Studies show that children can lose up to two months’ of reading performance over the summer months, and research suggests that the unstructured activity of reading for fun will do more to keep children’s minds sharp and engaged than weeks of maths and science holiday homework.
Colleen Williams, librarian at Canadian International School of Hong Kong (CDNIS), says: “Reading is like playing an instrument - if you don't do it for several months, you get rusty and stagnate or even decline. Studies show that kids who don't read over the summer can lose reading and language skills, often referred to as the 'summer slide'.
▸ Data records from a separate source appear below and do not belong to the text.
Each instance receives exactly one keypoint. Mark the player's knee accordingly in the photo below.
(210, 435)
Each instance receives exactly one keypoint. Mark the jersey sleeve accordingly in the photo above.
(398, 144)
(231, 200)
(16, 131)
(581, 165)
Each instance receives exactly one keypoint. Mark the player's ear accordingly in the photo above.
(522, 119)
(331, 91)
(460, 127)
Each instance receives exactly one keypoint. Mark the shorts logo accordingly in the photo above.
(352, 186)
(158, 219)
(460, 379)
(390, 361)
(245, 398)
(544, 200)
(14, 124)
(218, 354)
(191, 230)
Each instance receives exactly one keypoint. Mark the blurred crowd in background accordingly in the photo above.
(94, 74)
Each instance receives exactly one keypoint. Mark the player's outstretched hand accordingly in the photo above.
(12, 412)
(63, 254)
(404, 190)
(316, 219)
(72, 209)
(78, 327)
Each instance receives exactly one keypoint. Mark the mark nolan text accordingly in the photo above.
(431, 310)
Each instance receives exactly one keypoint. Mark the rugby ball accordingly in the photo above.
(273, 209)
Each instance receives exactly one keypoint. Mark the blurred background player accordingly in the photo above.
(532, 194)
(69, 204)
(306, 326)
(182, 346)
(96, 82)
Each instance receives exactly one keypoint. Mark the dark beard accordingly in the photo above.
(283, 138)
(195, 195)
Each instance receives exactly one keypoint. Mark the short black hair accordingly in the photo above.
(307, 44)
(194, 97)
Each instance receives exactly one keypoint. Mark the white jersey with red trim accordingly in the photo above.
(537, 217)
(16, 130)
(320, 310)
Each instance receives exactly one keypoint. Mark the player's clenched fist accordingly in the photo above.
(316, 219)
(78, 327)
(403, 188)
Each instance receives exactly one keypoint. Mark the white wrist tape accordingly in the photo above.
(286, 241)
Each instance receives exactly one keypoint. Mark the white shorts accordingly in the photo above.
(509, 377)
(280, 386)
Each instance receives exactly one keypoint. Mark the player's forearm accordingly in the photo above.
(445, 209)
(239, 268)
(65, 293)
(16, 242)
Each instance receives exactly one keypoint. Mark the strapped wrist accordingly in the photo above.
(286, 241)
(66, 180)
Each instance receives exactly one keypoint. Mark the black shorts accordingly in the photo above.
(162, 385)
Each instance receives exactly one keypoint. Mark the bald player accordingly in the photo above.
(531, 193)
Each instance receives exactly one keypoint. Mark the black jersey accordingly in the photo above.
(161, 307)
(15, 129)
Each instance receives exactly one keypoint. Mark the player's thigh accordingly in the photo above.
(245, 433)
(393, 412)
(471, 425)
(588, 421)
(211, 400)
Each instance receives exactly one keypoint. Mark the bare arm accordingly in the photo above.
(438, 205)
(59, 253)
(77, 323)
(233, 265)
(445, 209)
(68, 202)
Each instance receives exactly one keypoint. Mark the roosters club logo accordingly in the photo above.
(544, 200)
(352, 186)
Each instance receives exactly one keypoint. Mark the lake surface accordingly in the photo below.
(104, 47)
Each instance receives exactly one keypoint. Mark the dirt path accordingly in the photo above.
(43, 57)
“The kids who do read over the summer gain language proficiency, including comprehension, vocabulary and spelling. That makes sense because the more you read, the better you get at reading and language! Plus it's a great opportunity to encourage the joy of reading. Kids have more free time to get lost in great books!”
And Akina Lam, librarian at ESF’s King George V School, adds: “Summer holiday is a time where students can start binge-reading all the series that they enjoy and finish them in one go. Summer reading also means students can choose what they read and research says, ‘Access to books and the ability to choose what you want to read are the two factors consistently linked to both reading achievement and the development of intrinsic reading motivation.’.”
There’s growing awareness of why reading really matters. According to research from the Scholastic Kids & Family Reading Report 2018, 80% of children aged six to 17 years agree that summer reading will help them during the school year. The survey of students in the US by the global children’s publisher also found that, on average, children read eight books over the summer – but this varies widely by age.
To encourage their children to read, 56% of parents are taking books with them on vacation, 45% put limits on screen time, and 44% build reading into their child's daily summer routine.
So what should your children be reading this summer? Colleen Williams at CDNIS says: “Our biggest recommendation is allowing kids to choose what they want to read - this empowers them as readers.
“Take them to the library or bookstore and let them browse and select books. Have them ask their friends and family for book recommendations - this will help them create a reading community and start conversations around books. They'll be more enthusiastic, motivated and engaged readers if they select what they read.
Giving them a list of required books makes reading a chore. Giving them the power to choose makes reading a gift and helps create lifelong readers.”